Cuarto año consecutivo de proyecciones incumplibles

Por cuarto año consecutivo se repite el mismo esquema de optimismo injustificado en las proyecciones del gobierno nacional, de las consultoras y del FMI. Tras anunciar con insistencia escenarios desalentadores, una vez que se avizoró el cambio de gobierno en las elecciones de 2015, las proyecciones de las consultoras, casi sin matices entre sí, y del FMI se volcaron a prever una dinámica mucho mejor que lo que después sucedió en 2016, 2017 y 2018.

El modelo es el siguiente: el gobierno expresa un optimismo burdo, los analistas privados proyectan también con optimismo pero no tan extremo y el FMI suele ser el más moderado pero con algunas previsiones absurdas que revelan la falta de conocimiento de la economía local o alguna otra intención. Ese escalonamiento de las perspectivas, a pesar de haber quedado desfasado en los últimos tres años, ha funcionado para validar planes de producción y de ventas sobredimensionados. O sea, esta impía trinidad ha sido efectiva para hacerle creer a las empresas que el futuro sería mejor y acordar aumentos salariales con sindicatos en línea con las metas oficiales.

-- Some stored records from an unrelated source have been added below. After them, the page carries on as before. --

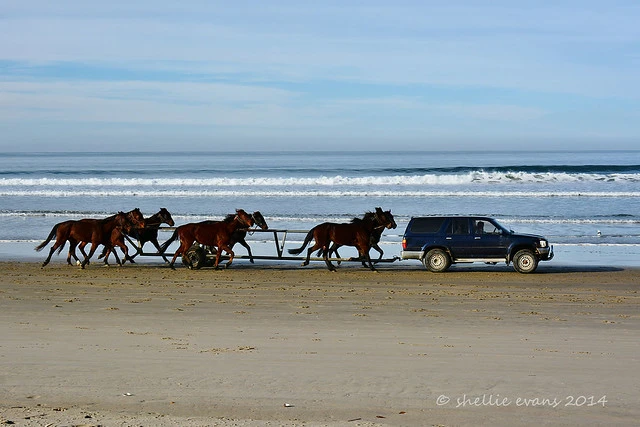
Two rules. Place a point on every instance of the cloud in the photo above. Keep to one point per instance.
(330, 68)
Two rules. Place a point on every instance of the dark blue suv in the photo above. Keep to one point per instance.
(439, 241)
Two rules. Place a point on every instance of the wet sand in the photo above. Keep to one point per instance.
(284, 345)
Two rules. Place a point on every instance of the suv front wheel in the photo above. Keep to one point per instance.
(525, 261)
(437, 260)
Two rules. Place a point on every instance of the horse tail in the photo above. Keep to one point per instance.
(166, 244)
(304, 244)
(46, 242)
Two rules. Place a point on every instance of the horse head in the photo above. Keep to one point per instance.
(244, 218)
(260, 221)
(135, 217)
(385, 218)
(165, 217)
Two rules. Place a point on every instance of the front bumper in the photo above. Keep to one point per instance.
(545, 254)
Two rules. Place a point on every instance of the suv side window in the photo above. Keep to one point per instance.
(426, 225)
(485, 227)
(459, 226)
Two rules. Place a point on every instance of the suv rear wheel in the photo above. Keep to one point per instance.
(525, 261)
(437, 260)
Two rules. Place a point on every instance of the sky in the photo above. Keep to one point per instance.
(127, 75)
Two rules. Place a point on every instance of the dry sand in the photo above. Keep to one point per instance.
(284, 345)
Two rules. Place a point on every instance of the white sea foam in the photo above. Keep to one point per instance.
(200, 193)
(475, 177)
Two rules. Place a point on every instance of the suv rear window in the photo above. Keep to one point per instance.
(426, 225)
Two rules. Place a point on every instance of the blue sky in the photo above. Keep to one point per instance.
(254, 75)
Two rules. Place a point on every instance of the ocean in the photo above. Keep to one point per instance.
(586, 203)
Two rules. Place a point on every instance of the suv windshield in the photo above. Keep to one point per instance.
(482, 226)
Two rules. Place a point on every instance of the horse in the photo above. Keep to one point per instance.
(356, 233)
(116, 238)
(209, 233)
(148, 233)
(239, 235)
(95, 231)
(375, 238)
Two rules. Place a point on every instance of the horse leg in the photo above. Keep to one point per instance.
(81, 246)
(217, 261)
(379, 249)
(334, 249)
(53, 249)
(115, 254)
(364, 253)
(94, 246)
(72, 252)
(325, 256)
(125, 251)
(179, 251)
(228, 250)
(157, 245)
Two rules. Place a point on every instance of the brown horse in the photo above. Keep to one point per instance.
(376, 234)
(95, 231)
(356, 233)
(116, 238)
(148, 233)
(209, 233)
(240, 234)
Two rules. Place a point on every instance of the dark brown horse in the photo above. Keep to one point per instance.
(357, 233)
(94, 231)
(148, 233)
(240, 234)
(117, 237)
(376, 234)
(218, 234)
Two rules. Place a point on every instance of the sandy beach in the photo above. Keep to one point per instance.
(275, 345)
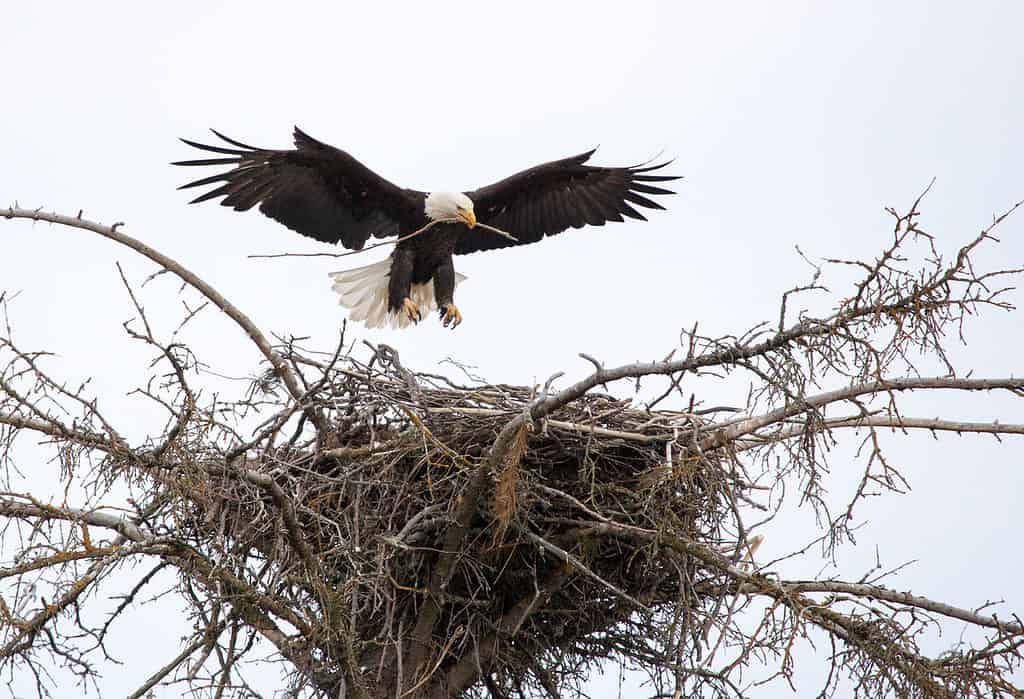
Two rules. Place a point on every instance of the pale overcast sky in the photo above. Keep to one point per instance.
(794, 124)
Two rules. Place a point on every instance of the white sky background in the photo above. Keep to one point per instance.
(794, 124)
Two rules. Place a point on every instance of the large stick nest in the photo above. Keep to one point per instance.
(377, 499)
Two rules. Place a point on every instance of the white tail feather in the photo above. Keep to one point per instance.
(364, 292)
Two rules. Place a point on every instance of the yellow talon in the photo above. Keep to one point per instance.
(451, 314)
(412, 310)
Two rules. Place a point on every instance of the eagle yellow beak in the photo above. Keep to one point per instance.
(468, 216)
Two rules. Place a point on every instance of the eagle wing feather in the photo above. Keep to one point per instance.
(314, 189)
(554, 197)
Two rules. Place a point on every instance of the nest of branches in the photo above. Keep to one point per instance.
(552, 572)
(397, 534)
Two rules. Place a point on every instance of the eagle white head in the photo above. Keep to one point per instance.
(450, 205)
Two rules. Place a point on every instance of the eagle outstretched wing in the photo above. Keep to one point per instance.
(314, 189)
(560, 194)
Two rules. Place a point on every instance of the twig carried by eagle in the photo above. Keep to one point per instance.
(424, 229)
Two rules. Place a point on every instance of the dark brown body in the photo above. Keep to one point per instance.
(424, 258)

En 2019, vuelve a presentarse el mismo orden; el gobierno estima una caída en el PBI de apenas 0,5% y una inflación del 23%, alrededor de 25 puntos por debajo de la que se registrará en 2018. En tanto, las consultoras, según los resultados de la encuesta del BCRA, prevén una baja del PBI de 1,2% y una inflación de 27,5%. Por último, el FMI, de vuelta, es el más cauto en su cálculo de crecimiento: PBI (-1,6), pero presenta una proyección utópica de inflación (20,2%).